LOVE AND PROBLEMS

Devotional by Carter Wheelock

In our days we are much concerned with moral questions, and all of us, as individuals, feel the general guilt of our imperfect society. In all of his dealings with ethical questions, Jesus expressed an overriding principle - love. Too often, in looking for workable solutions, we take that principle, and that word, and turn them into a law as mechanical and rigid as the Pharisee Sabbath. In every ethical problem that arises, someone will yell for love, as if it had only one definition that covered every circumstance. That wouldn't be so bad, if we just wouldn't be so quick to say that somebody deserves love and somebody else doesn't because that is exactly what the Pharisees did.
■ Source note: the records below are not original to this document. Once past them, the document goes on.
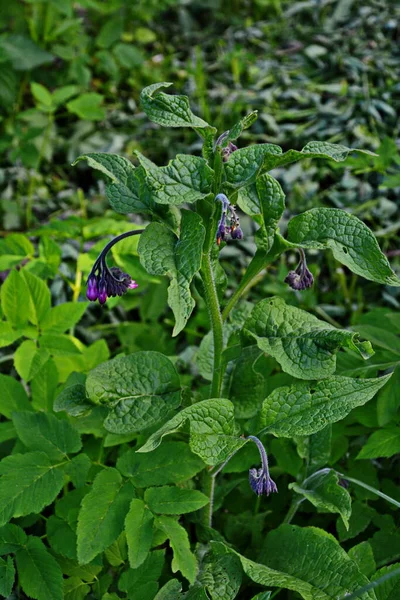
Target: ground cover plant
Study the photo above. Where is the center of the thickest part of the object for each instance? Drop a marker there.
(146, 475)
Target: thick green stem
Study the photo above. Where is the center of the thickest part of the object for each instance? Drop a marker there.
(211, 298)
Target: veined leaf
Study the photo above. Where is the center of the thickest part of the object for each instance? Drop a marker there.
(212, 426)
(351, 241)
(142, 388)
(29, 482)
(102, 515)
(162, 253)
(304, 408)
(186, 178)
(304, 346)
(168, 110)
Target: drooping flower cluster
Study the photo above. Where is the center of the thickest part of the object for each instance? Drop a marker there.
(301, 278)
(226, 229)
(105, 282)
(260, 479)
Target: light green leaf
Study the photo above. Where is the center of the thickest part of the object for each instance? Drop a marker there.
(63, 316)
(161, 253)
(170, 463)
(139, 532)
(13, 396)
(126, 191)
(88, 107)
(171, 500)
(75, 589)
(265, 202)
(184, 560)
(213, 434)
(29, 359)
(304, 346)
(143, 389)
(308, 561)
(168, 110)
(7, 576)
(186, 178)
(29, 482)
(351, 241)
(15, 299)
(307, 407)
(44, 432)
(382, 443)
(101, 518)
(246, 164)
(324, 492)
(39, 573)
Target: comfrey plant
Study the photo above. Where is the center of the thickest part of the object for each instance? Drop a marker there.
(192, 207)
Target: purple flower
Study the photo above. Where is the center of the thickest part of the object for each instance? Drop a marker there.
(301, 278)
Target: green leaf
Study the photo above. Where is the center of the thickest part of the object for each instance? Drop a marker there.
(101, 518)
(29, 482)
(213, 434)
(13, 396)
(161, 253)
(184, 560)
(75, 589)
(246, 164)
(171, 500)
(42, 431)
(127, 191)
(306, 407)
(7, 576)
(382, 443)
(15, 299)
(185, 179)
(265, 202)
(39, 573)
(304, 346)
(167, 110)
(29, 359)
(351, 241)
(308, 561)
(143, 388)
(139, 532)
(88, 107)
(12, 537)
(62, 317)
(172, 462)
(324, 492)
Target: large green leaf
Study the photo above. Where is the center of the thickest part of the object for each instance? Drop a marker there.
(171, 462)
(142, 389)
(186, 178)
(246, 164)
(324, 492)
(162, 253)
(168, 110)
(29, 482)
(304, 407)
(41, 431)
(265, 202)
(351, 242)
(102, 515)
(213, 434)
(39, 573)
(126, 191)
(308, 561)
(304, 346)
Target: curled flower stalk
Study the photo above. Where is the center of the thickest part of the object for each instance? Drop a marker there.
(260, 479)
(104, 281)
(301, 278)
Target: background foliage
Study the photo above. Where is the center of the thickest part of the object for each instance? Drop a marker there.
(70, 79)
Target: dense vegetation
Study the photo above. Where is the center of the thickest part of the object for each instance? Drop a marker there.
(275, 318)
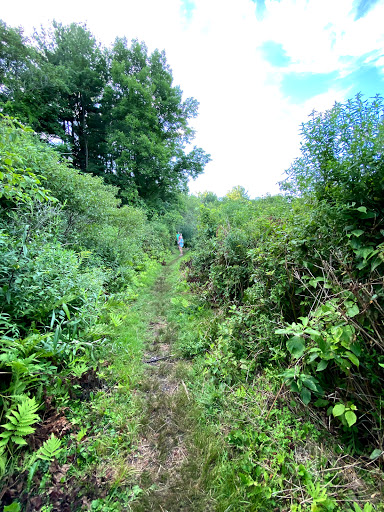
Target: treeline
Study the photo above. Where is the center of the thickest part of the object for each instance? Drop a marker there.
(113, 112)
(70, 257)
(297, 279)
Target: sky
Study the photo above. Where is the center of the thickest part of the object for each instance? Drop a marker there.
(257, 67)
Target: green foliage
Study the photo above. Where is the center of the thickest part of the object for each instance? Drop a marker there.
(19, 423)
(115, 111)
(50, 449)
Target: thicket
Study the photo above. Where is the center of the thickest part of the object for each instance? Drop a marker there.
(296, 282)
(70, 256)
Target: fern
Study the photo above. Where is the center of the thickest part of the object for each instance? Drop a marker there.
(50, 449)
(19, 423)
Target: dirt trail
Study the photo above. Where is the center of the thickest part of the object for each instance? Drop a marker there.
(169, 466)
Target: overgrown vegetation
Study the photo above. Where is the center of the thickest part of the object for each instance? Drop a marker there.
(296, 283)
(69, 269)
(280, 305)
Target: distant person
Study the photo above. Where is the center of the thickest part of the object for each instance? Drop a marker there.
(180, 243)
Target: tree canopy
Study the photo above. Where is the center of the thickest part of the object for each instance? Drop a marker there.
(113, 112)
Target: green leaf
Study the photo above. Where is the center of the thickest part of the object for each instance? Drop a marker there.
(375, 454)
(305, 395)
(13, 507)
(66, 310)
(310, 384)
(351, 418)
(283, 331)
(352, 311)
(338, 410)
(296, 346)
(322, 365)
(321, 402)
(353, 358)
(312, 332)
(19, 440)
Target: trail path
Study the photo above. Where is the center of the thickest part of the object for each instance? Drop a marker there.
(169, 465)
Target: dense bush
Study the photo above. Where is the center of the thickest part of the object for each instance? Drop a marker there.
(66, 246)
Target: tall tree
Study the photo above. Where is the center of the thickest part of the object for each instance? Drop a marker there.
(148, 127)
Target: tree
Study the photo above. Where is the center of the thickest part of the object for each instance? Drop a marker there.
(342, 159)
(148, 127)
(114, 113)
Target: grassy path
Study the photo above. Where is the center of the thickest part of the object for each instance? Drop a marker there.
(170, 460)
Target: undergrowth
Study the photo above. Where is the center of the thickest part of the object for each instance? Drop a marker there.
(274, 453)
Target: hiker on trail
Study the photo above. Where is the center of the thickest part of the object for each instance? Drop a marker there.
(180, 243)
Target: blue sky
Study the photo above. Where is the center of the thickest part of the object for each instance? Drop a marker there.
(257, 67)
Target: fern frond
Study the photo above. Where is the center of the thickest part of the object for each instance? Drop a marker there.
(50, 449)
(19, 422)
(3, 463)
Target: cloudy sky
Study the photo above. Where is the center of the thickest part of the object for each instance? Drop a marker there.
(257, 67)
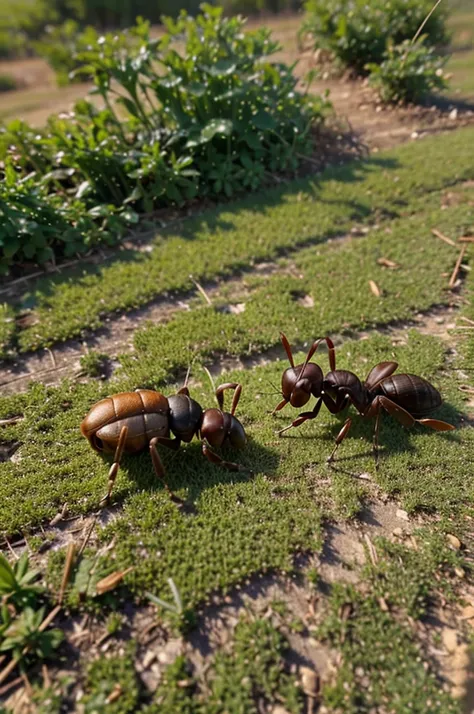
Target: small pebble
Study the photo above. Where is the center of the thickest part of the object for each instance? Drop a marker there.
(402, 514)
(309, 681)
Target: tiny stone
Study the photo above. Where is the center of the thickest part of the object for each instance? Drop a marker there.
(149, 657)
(450, 639)
(402, 514)
(309, 681)
(458, 692)
(468, 612)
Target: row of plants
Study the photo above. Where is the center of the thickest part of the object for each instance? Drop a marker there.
(199, 112)
(26, 22)
(379, 39)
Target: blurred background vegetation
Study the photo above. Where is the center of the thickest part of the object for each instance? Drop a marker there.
(24, 21)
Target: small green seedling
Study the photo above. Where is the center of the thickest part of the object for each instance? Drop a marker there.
(24, 635)
(17, 582)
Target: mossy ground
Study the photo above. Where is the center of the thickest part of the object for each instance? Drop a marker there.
(238, 525)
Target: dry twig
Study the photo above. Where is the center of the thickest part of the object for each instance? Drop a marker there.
(454, 275)
(440, 235)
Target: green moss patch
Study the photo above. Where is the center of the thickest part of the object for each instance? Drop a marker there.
(336, 279)
(382, 663)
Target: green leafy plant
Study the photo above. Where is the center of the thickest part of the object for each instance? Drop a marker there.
(181, 118)
(25, 633)
(410, 72)
(17, 582)
(62, 44)
(357, 32)
(7, 83)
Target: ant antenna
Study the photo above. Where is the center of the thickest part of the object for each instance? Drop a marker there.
(186, 379)
(210, 379)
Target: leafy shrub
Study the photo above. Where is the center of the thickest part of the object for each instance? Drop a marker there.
(182, 118)
(25, 631)
(37, 227)
(7, 83)
(62, 44)
(409, 73)
(17, 582)
(357, 32)
(59, 47)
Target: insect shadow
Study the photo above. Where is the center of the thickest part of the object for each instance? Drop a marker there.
(189, 475)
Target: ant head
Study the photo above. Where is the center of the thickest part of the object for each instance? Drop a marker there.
(300, 382)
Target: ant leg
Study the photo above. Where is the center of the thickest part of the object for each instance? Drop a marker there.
(287, 347)
(220, 394)
(116, 464)
(376, 438)
(216, 459)
(340, 437)
(379, 372)
(436, 424)
(158, 466)
(280, 406)
(304, 416)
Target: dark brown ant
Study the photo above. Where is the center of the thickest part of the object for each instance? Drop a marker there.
(407, 397)
(130, 422)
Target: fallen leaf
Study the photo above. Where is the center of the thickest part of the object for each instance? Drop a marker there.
(309, 681)
(111, 581)
(387, 263)
(237, 308)
(375, 288)
(444, 238)
(306, 301)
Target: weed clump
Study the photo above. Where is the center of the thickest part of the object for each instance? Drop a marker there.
(180, 121)
(357, 32)
(409, 73)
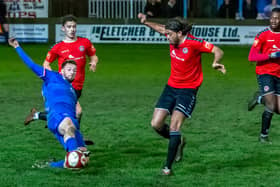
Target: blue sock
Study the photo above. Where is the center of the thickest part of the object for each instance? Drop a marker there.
(79, 138)
(71, 144)
(59, 164)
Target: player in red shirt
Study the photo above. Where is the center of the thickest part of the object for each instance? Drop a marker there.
(71, 48)
(266, 52)
(179, 95)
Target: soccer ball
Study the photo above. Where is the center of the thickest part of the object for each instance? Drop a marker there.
(75, 160)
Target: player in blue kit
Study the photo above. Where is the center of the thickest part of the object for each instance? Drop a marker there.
(60, 102)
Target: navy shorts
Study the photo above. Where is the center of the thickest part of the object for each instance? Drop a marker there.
(269, 84)
(180, 99)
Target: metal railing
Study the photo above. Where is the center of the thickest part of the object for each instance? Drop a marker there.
(115, 9)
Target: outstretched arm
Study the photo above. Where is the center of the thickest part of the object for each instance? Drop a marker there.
(38, 70)
(156, 26)
(218, 56)
(46, 65)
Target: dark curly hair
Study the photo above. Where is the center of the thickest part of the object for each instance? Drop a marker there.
(179, 24)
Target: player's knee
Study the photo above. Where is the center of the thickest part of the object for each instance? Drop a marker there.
(70, 131)
(175, 125)
(156, 124)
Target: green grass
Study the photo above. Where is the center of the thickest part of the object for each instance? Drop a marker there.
(118, 101)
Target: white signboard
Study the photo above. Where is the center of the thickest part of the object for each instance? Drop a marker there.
(142, 34)
(27, 8)
(29, 32)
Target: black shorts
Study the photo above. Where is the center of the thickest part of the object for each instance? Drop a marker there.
(180, 99)
(78, 93)
(269, 84)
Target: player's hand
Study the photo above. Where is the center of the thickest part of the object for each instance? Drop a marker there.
(219, 67)
(13, 42)
(142, 17)
(92, 66)
(275, 54)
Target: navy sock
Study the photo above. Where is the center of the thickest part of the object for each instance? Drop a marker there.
(43, 116)
(174, 142)
(79, 138)
(164, 131)
(79, 118)
(59, 164)
(266, 121)
(71, 144)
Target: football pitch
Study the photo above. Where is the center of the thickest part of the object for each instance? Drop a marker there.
(118, 101)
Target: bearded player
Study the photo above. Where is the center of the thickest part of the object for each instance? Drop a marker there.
(266, 52)
(179, 95)
(71, 48)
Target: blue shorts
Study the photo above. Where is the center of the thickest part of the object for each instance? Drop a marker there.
(53, 123)
(180, 99)
(269, 84)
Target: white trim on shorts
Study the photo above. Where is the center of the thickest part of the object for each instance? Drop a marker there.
(164, 109)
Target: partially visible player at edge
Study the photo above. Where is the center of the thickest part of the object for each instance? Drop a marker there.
(179, 95)
(266, 52)
(62, 120)
(71, 48)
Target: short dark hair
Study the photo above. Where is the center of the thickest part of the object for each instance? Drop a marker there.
(69, 17)
(68, 62)
(276, 10)
(179, 24)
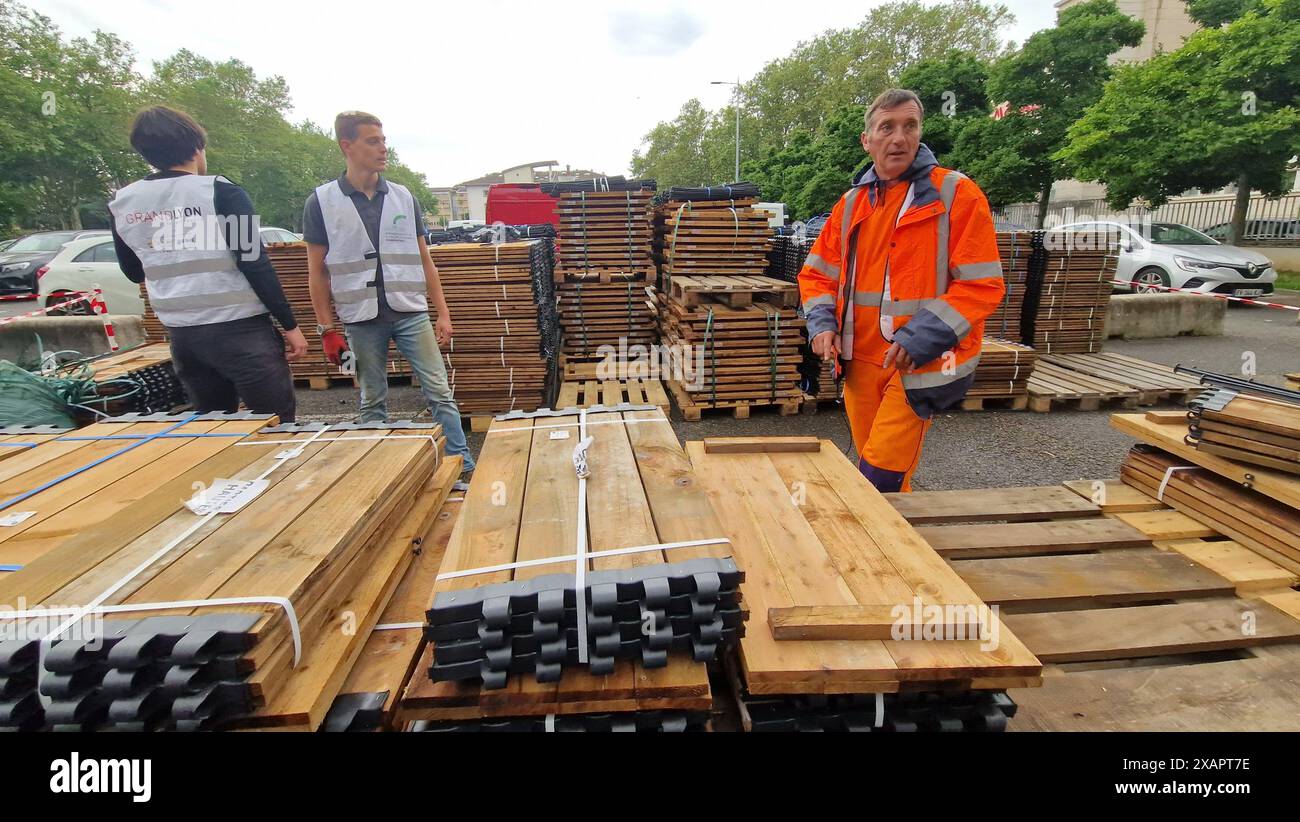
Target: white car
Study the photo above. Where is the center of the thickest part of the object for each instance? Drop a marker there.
(1156, 256)
(81, 265)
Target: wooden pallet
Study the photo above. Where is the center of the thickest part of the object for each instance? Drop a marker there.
(836, 544)
(611, 393)
(1132, 636)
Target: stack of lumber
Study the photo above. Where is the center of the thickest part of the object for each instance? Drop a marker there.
(1247, 429)
(1022, 258)
(735, 341)
(502, 310)
(1252, 519)
(369, 697)
(225, 618)
(489, 623)
(705, 237)
(605, 236)
(1002, 373)
(826, 566)
(1069, 304)
(143, 373)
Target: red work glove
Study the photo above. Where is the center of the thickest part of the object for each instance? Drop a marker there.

For example, it is said again and again - always with truth - that there are more black men than white on death row. For this, people draw the conclusion not that black men commit more murders but that white murderers have more money for lawyers. If you want to solve this problem with law, you can do one of several things: (a) require all lawyers to charge the same and to be equally proficient - that is, make F. Lee Bailey take vows of poverty and voluntary incompetence; (b) give every black or poor criminal enough money to hire an F. Lee Bailey; (c) abolish the death penalty, so we can only say that the poor and the black get longer jail terms than rich whites. The whole thing means simply that money is power, and that social factors such as class and race help to determine who has it. Where does love come in? You don't make a poor man rich by forcing the rich to love him, and to attempt that is Phariseeism.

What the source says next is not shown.